The 2020 class of 40-under-40 winners shares a key trait: they never give up.
Noemi Perez learned grit at a young age, when she worked in the produce fields of east Collier County, picking tomatoes and other vegetables and then selling the goods at farmers’ markets.
That never-quit ethos has served Perez, 39, well: she’s now CEO of The Immokalee Foundation, which helps young people in the area build skills for professional careers. It’s also served Perez well in the pandemic — when up-and-coming business leaders in all fields, for-profit and nonprofit, have had to find innovative ways to solve problems and reach their goals.
That dedication to a cause — in many cases bigger than themselves — is a central trait inherent in all the winners of the Business Observer’s 2020 40-under-40 issue. The theme of this year’s issue is Game On, a recognition that 2020 has been a year where resilience, fortitude, and for sure, grit, is a must-have to win at business.

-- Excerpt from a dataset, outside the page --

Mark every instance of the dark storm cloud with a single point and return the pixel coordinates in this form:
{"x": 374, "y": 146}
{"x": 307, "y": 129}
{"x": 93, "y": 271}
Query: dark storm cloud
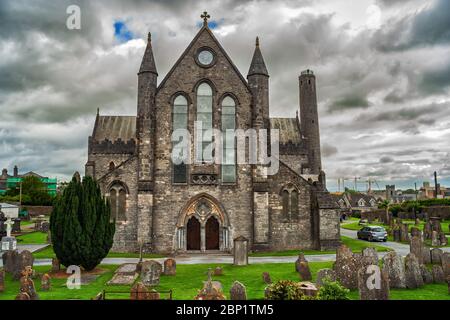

Despite the obstacles, the pandemic hasn’t kept this group down.
For some, like Perez, pandemic-based dedication — her Game On — is largely doing a lot of what she was doing before, just a lot more of it, be it fundraising or communicating with donors. For many others, it’s shifting to a new way of working, at home and not on the road, and juggling kids and families in a way they’ve never done before.
And for some, their Game On is a whole new game. Consider LaKendria Robinson, director of the Tampa Bay Super Bowl LV Host Committee’s Business Connect program. Robinson, 32, had to totally switch from in-person events to webinars and virtual calls. But she’s found ways to make it work, in some cases better than she ever imagined.
As in past years, the 2020 40-under-40 winners come from a diverse group of industries, backgrounds, colleges and even countries. On that last point, seven winners were born outside the United States, from Turkey to Peru to Sri Lanka. Several winners, in interviews with Business Observer editors, talked about how they were inspired by their parents, immigrants who came to the United States to chase the American Dream.
Nearly half the winners, 18, either run or launched their own company, from a real estate developer and a homebuilder to a protein pancakes pioneer and a radiation oncologist. One winner is a former NFL player: Vincent Jackson, a wide receiver for the Tampa Bay Buccaneers and San Diego Chargers for 12 years who now, at 37, runs several businesses in the region. Another winner, Ashley Drummonds, 32, of ABS Protein Pancakes, has appeared on Shark Tank.
One final commonality among many winners is a competitive drive, from games like Monopoly to new clients, deals and courtroom trials, and, for one 40-under-40 recipient, fantasy baseball. (Dr. Arie Dosoretz, 38, a physician and managing partner at Fort Myers-based Advocate Radiation Oncology, competed in the Fanduel World Fantasy Baseball Championship in 2019.)
Lindsey Epting, 36, an executive insurance adviser for Sarasota-based Al Purmort Insurance/Shepherd Insurance, sums up that spirit well. “I have never, from childhood, taken no for an answer,” she says. As an adult, Epting says she relishes challenges — her Game On. “Bring me something that doesn’t meet the mold,” she says. “Where there’s a will, there’s a way.”